2. Welche personenbezogenen Daten werden gesammelt und aus welchem Grund?
2.1. VARO setzt ein Videoüberwachungssystem für den ausschließlichen Zweck der Sicherheits- und Zugangskontrolle ein. Das Videoüberwachungssystem hilft bei der Kontrolle des Zugangs zu unserem Gebäude und trägt dazu bei, den Schutz unseres Gebäudes, die Sicherheit unserer Mitarbeiter und unserer Besucher sowie unseres auf dem Gelände befindlichen Eigentums und der dort gelagerten Informationen sicherzustellen. Es dient der Ergänzung weiterer physischer Sicherheitssysteme wie z. B. Zugangskontrollsysteme und physische Intrusionsschutzsysteme. Es ist Bestandteil der Maßnahmen zur Unterstützung unserer umfassenden Sicherheitspolitik und soll bei der Verhinderung, Abschreckung und Untersuchung von unbefugtem physischen Zugang helfen, zum Beispiel von unbefugtem Zugang zu gesicherten Räumlichkeiten und geschützten Räumen, IT-Infrastruktur oder betrieblichen Informationen. Darüber hinaus trägt eine Videoüberwachung dazu bei, den Diebstahl von Ausrüstung oder Eigentum von VARO, Besuchern oder Mitarbeitern und eine Bedrohung der Sicherheit von Besuchern oder im Büro arbeitenden Mitarbeitern zu verhindern, zu erkennen und zu untersuchen (z. B. Feuer, physische Angriffe).
2.2. Das System wird nicht für andere Zwecke verwendet, beispielsweise wird es nicht benutzt, um die Arbeit von Mitarbeitern oder die Anwesenheit zu überwachen. Das System wird auch nicht für Ermittlungszwecke verwendet (außer zur Ermittlung bei Verstößen gegen die Gebäudesicherheit wie z.
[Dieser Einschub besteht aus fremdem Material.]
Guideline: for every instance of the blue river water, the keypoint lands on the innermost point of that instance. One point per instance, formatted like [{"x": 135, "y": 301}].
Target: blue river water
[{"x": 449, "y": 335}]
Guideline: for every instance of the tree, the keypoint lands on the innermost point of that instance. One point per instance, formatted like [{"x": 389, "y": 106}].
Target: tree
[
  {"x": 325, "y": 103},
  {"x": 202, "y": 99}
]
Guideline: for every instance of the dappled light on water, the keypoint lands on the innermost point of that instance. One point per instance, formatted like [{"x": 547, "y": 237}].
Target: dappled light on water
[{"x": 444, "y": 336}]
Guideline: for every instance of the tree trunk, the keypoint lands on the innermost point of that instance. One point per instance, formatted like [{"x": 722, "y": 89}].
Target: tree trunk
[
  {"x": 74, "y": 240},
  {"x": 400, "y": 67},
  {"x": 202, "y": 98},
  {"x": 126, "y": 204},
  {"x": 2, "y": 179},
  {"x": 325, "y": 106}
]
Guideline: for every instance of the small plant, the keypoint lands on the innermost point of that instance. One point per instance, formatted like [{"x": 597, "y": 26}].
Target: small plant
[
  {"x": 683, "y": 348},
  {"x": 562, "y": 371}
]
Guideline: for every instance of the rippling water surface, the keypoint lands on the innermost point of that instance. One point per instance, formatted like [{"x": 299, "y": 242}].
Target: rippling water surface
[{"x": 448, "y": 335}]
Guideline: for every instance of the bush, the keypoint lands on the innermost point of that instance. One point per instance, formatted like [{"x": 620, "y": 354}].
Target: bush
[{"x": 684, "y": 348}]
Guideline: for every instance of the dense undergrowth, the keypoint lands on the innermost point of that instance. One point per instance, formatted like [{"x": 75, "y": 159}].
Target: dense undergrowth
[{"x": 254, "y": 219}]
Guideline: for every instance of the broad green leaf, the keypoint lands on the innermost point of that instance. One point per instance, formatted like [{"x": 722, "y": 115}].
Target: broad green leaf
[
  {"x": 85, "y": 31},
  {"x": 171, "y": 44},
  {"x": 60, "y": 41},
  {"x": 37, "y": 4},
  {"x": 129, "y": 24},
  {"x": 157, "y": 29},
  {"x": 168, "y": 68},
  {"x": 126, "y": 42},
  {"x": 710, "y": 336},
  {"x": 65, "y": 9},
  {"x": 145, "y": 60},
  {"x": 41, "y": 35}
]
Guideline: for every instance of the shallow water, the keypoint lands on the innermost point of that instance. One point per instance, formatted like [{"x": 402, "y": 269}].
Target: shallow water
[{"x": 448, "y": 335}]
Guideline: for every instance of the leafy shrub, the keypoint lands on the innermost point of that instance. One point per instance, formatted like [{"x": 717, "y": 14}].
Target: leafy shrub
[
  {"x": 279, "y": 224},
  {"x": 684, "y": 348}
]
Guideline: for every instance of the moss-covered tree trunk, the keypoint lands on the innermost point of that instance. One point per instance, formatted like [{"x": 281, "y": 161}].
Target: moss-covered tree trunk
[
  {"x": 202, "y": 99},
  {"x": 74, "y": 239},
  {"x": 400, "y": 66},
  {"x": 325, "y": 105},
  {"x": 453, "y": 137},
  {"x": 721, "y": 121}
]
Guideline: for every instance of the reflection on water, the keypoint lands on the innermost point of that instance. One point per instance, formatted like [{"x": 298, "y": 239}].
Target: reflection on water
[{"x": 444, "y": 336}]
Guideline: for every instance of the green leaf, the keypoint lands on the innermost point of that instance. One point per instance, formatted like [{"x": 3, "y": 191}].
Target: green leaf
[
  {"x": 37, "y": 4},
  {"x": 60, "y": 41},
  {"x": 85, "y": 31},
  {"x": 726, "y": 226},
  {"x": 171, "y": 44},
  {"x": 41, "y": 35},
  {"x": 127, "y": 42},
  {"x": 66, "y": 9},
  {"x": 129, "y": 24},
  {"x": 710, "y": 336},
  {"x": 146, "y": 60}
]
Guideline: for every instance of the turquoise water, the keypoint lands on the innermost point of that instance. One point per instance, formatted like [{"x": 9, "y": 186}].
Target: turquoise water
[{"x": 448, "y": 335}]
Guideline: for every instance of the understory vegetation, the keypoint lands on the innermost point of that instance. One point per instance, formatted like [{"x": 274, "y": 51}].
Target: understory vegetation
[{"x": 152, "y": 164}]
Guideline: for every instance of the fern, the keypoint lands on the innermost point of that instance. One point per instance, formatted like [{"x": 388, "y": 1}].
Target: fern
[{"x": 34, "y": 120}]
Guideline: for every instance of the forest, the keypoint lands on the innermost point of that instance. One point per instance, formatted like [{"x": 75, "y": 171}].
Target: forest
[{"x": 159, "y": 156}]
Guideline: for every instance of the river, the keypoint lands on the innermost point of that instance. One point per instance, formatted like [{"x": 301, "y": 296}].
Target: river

B. Diebstahl oder unautorisiertem Zugang).

3. Rechtsgrundlage für die Videoüberwachung
Der Einsatz der Videoüberwachung durch VARO ist notwendig, um die Sicherheit und den Schutz seiner Gebäude und Räumlichkeiten, seines Eigentums und seiner Mitarbeiter und Besucher zu gewährleisten. Daher hat VARO ein berechtigtes Interesse an der Videoüberwachung, wenn weniger intrusive Maßnahmen für die Milderung dieser Risiken nicht ausreichen.

4. Wie lange bewahren wir die Daten auf?
Die Aufnahmen werden höchstens vier Wochen (in der Schweiz drei Tage und in Deutschland eine Woche) aufbewahrt. Danach werden alle Aufnahmen gelöscht. Wenn Aufnahmen im Falle eines sicherheitsrelevanten Ereignisses zur weiteren Ermittlung oder als Beweismittel dienen, können sie so lange aufbewahrt werden, wie dies nötig ist.

5. Wie informieren wir die Öffentlichkeit?
Wir informieren die Öffentlichkeit wirksam und umfassend über die Videoüberwachung. Hierbei verfolgen wir einen mehrschichtigen Ansatz, der aus einer Kombination der folgenden beiden Methoden besteht:

• Hinweise vor Ort, um die Öffentlichkeit darauf aufmerksam zu machen, dass eine Überwachung stattfindet, und
• Veröffentlichung dieser Videoüberwachungsrichtlinie auf unserer Internetseite für diejenigen, die mehr über die Videoüberwachung bei VARO erfahren möchten.

6. Übermittlung und Weitergabe
Die Geschäftsführung und das Personal erhalten keinen dauerhaften Zugriff auf die Videoüberwachung.

Nur in Ausnahmefällen werden die Bilder im Rahmen von strafrechtlichen Ermittlungsverfahren an Ermittlungsbehörden übermittelt. Wenn Behörden einen Zugriff auf Überwachungsaufnahmen verlangen, wird dieser nur gewährt, wenn es eine rechtliche Verpflichtung gibt. Darüber hinaus müssen diese Übermittlungen dokumentiert werden.

VARO darf und wird Dritten den Zugriff auf die Videoüberwachung nur gewähren, die damit beauftragt wurden, die Sicherheit der Räumlichkeiten, Gebäude, Mitarbeiter, Besucher und beweglichen Sachen zu gewährleisten. Jeglicher Zugriff wird im Einklang mit allen geltenden Datenschutzverpflichtungen gewährt.

Jede Übermittlung und Weitergabe wird dokumentiert und einer Bewertung der Notwendigkeit einer solchen Übermittlung und der Vereinbarkeit der Zwecke der Übermittlung mit dem ursprünglichen Zweck der Sicherheits- und Zugangskontrolle der Verarbeitung unterzogen.